Et voici donc que quinze ans après sa disparition, Duras fait son entrée dans le Panthéon des « classiques », avec la publication des deux premiers tomes de ses Œuvres complètes dans la Pléiade. L’occasion de relire mais aussi de découvrir. Par exemple, son second roman, La vie tranquille, qui même s’il croule un peu parfois sous un psychologisme indigeste, installe déjà les bases de ce qui fera la particularité de l’univers durassien : une femme au prise avec des désirs inconciliables, une famille dysfonctionnelle, des envies d’infini, symbolisé par l’image de la mer et une tension entre la mort et le désir.
Effet purgatoire ou oubli, j’ai remarqué que la blogosphère parlait finalement très peu des romans de Duras. Alors ? Des impressions, des souvenirs ?
Référence :
Œuvres complètes - volumes 1 et 2, Marguerite DURAS, Bibliothèque de la Pléiade, 2011.
On a lu l'amant pour la chaine des livres, et honnêtement, ce fut vraiment une belle surprise!
RépondreSupprimerJoli billet !
RépondreSupprimerJe n'ai jamais lu Duras, elle fait partie pour moi de ces écrivains qui impressionnent, souvent à tort, parce que j'imagine une œuvre complexe, peut-être rébarbative...
J'ai le même a priori avec Proust, dont je viens de me procurer les premiers tomes de "La recherche..".
Je note donc qu'il faudra qu'un jour, je lise Duras...
j'ai lu l'amant, quelle écriture sensuelle et merveilleuse ! Clara ( le retour)
RépondreSupprimerTu as reçu la Pleiade Duras à Noël ? Tu as été gâté si c'est le cas :) Il faut que j'avoue : j'ai dû lire Moderato cantabile en dernière année du secondaire, et ça m'a éloignée de cette romancière...
RépondreSupprimerTu as raison de dire que Duras est peu présente sur les blogs. Suite à la publication de mon billet sur "La maladie de la mort", j'avais remarqué que beaucoup de blogueuses rechignaient à la lire.

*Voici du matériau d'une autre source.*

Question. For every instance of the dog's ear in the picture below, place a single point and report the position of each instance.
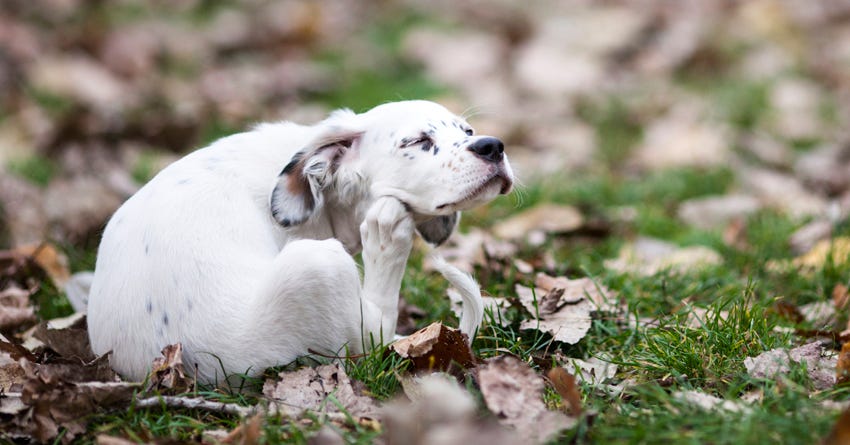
(438, 229)
(298, 192)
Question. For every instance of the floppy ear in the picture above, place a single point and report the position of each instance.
(438, 229)
(298, 192)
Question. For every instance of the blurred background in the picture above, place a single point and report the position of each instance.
(97, 96)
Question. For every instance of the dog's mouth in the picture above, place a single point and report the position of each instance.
(486, 191)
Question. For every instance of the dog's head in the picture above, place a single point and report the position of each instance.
(416, 151)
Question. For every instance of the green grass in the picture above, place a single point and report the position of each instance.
(36, 169)
(659, 358)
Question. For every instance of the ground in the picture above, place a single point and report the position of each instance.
(680, 223)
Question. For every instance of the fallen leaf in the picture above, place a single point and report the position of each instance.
(685, 125)
(168, 375)
(436, 348)
(60, 397)
(564, 307)
(837, 250)
(514, 393)
(325, 388)
(840, 296)
(776, 362)
(842, 367)
(647, 257)
(594, 371)
(547, 218)
(709, 402)
(66, 336)
(711, 212)
(49, 259)
(565, 384)
(440, 411)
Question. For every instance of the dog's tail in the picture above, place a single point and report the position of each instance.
(470, 294)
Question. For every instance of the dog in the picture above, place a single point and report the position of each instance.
(242, 251)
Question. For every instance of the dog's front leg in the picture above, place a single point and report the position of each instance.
(387, 235)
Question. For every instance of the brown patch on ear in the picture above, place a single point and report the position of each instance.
(292, 201)
(437, 230)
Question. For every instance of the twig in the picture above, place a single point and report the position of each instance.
(197, 403)
(234, 409)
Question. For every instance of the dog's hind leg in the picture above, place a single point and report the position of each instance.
(310, 300)
(387, 235)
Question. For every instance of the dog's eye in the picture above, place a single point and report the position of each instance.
(409, 142)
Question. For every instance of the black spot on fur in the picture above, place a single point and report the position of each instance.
(292, 163)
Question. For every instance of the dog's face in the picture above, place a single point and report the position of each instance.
(430, 159)
(416, 151)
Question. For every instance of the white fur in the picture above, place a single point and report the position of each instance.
(201, 255)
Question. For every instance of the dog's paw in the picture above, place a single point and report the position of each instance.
(388, 228)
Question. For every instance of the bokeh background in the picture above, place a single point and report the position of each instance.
(97, 96)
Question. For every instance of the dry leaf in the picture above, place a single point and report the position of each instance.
(168, 375)
(711, 212)
(67, 336)
(440, 412)
(318, 389)
(436, 348)
(514, 393)
(62, 396)
(548, 218)
(50, 260)
(708, 402)
(842, 367)
(840, 296)
(594, 371)
(647, 257)
(563, 307)
(776, 362)
(565, 384)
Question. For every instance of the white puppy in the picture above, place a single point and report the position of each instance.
(249, 266)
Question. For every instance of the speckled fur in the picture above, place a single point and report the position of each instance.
(248, 263)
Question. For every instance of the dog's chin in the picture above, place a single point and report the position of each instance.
(480, 195)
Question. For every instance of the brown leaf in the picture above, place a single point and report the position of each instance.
(167, 373)
(248, 433)
(840, 296)
(67, 336)
(776, 362)
(318, 389)
(440, 411)
(60, 396)
(842, 368)
(564, 307)
(53, 262)
(514, 393)
(565, 384)
(647, 256)
(436, 348)
(548, 218)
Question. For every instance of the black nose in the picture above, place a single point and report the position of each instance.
(489, 149)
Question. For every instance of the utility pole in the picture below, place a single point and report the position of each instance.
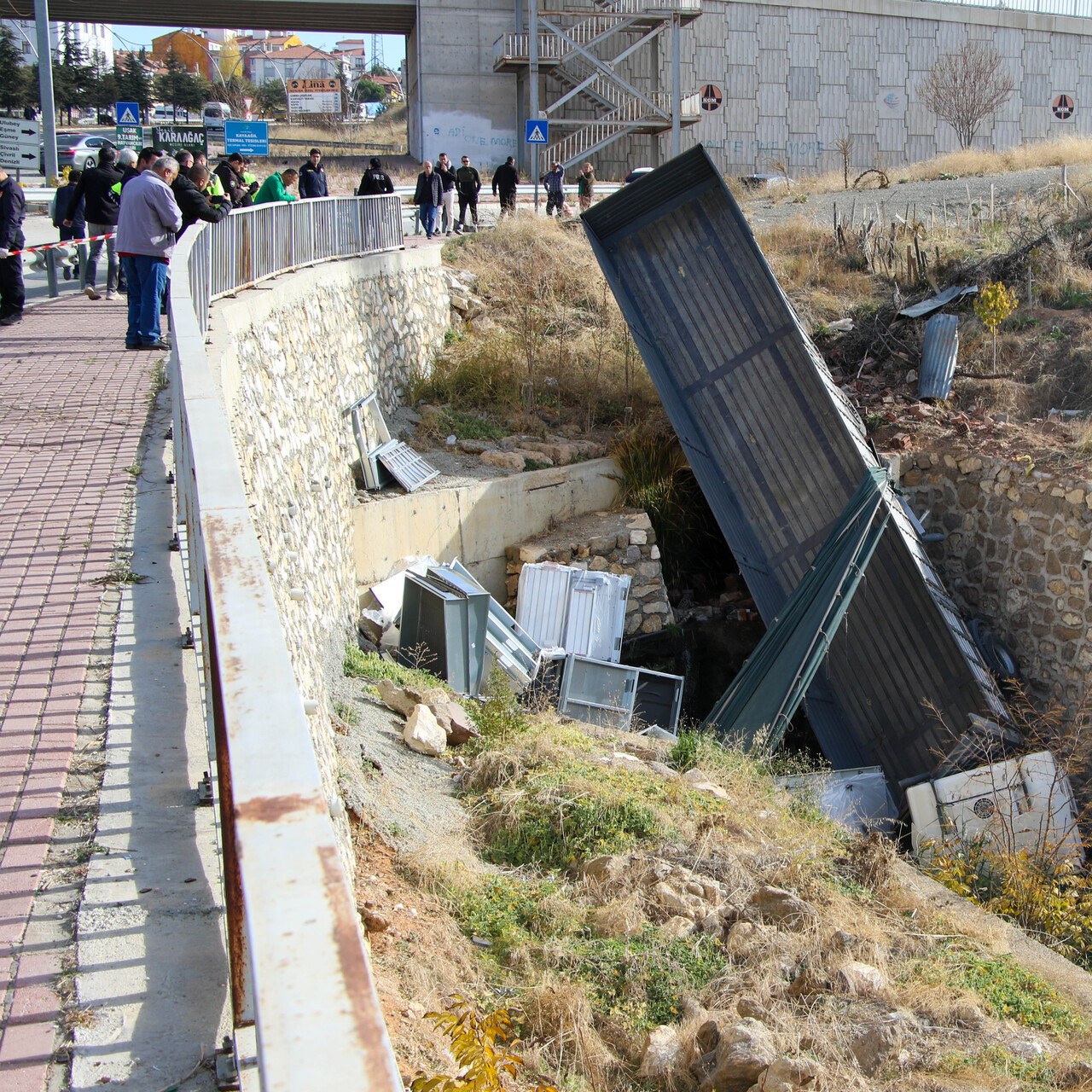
(533, 58)
(48, 113)
(676, 92)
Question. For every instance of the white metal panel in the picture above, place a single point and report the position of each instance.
(542, 605)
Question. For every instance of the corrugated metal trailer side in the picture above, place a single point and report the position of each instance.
(778, 451)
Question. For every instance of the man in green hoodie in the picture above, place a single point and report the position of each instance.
(276, 188)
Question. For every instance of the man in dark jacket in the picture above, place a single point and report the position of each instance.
(229, 172)
(375, 180)
(101, 211)
(427, 197)
(468, 183)
(12, 211)
(505, 180)
(447, 171)
(312, 176)
(189, 192)
(78, 229)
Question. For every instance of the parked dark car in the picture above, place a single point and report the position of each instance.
(75, 150)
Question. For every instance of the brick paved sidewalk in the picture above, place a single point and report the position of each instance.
(73, 404)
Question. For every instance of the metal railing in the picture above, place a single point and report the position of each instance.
(257, 244)
(306, 1014)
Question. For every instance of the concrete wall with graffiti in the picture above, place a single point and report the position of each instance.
(792, 80)
(785, 81)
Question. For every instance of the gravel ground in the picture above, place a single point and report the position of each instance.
(927, 195)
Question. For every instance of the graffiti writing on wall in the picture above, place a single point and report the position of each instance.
(798, 151)
(461, 135)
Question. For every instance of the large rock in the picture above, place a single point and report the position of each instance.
(878, 1040)
(662, 1053)
(783, 908)
(744, 1051)
(456, 722)
(860, 979)
(790, 1075)
(506, 460)
(396, 698)
(424, 734)
(604, 869)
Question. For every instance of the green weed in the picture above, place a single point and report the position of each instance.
(370, 665)
(347, 713)
(468, 426)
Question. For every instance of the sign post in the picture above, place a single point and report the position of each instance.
(314, 96)
(247, 137)
(535, 133)
(19, 144)
(182, 137)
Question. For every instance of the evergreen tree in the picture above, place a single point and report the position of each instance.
(12, 74)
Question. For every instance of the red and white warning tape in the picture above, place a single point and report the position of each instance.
(63, 242)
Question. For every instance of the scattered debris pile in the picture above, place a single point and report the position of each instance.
(620, 543)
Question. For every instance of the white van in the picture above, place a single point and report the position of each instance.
(214, 115)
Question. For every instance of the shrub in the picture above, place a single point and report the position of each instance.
(555, 833)
(500, 717)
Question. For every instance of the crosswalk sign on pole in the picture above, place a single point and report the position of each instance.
(537, 131)
(127, 113)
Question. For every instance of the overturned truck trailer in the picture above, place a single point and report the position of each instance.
(778, 451)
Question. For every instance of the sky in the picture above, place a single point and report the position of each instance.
(393, 45)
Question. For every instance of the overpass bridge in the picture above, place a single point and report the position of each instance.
(790, 78)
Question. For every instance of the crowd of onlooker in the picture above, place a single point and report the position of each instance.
(139, 203)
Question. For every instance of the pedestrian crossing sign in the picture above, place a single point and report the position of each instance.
(127, 113)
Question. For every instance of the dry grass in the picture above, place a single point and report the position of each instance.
(555, 347)
(1071, 151)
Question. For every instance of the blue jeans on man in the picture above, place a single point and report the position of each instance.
(148, 280)
(428, 218)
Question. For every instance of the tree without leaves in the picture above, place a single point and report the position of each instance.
(12, 75)
(967, 88)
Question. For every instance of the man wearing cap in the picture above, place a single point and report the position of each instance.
(375, 180)
(468, 183)
(555, 189)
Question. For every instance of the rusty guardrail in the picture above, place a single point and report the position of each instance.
(305, 1008)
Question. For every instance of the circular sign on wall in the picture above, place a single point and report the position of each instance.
(1064, 107)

RépondreSupprimerD'après le peu que j'ai lu d'elle, il me semble que son style est peu accessible et exigeant en ce qu'il invite le lecteur à chercher au delà du silence souvent instauré comme un personnage à part entière.
Ses livres sont rarement légers. Aussi nécessitent-ils une certaine concentration de la part du lecteur. C'est peut-être ça qui en décourage certain(e)s ?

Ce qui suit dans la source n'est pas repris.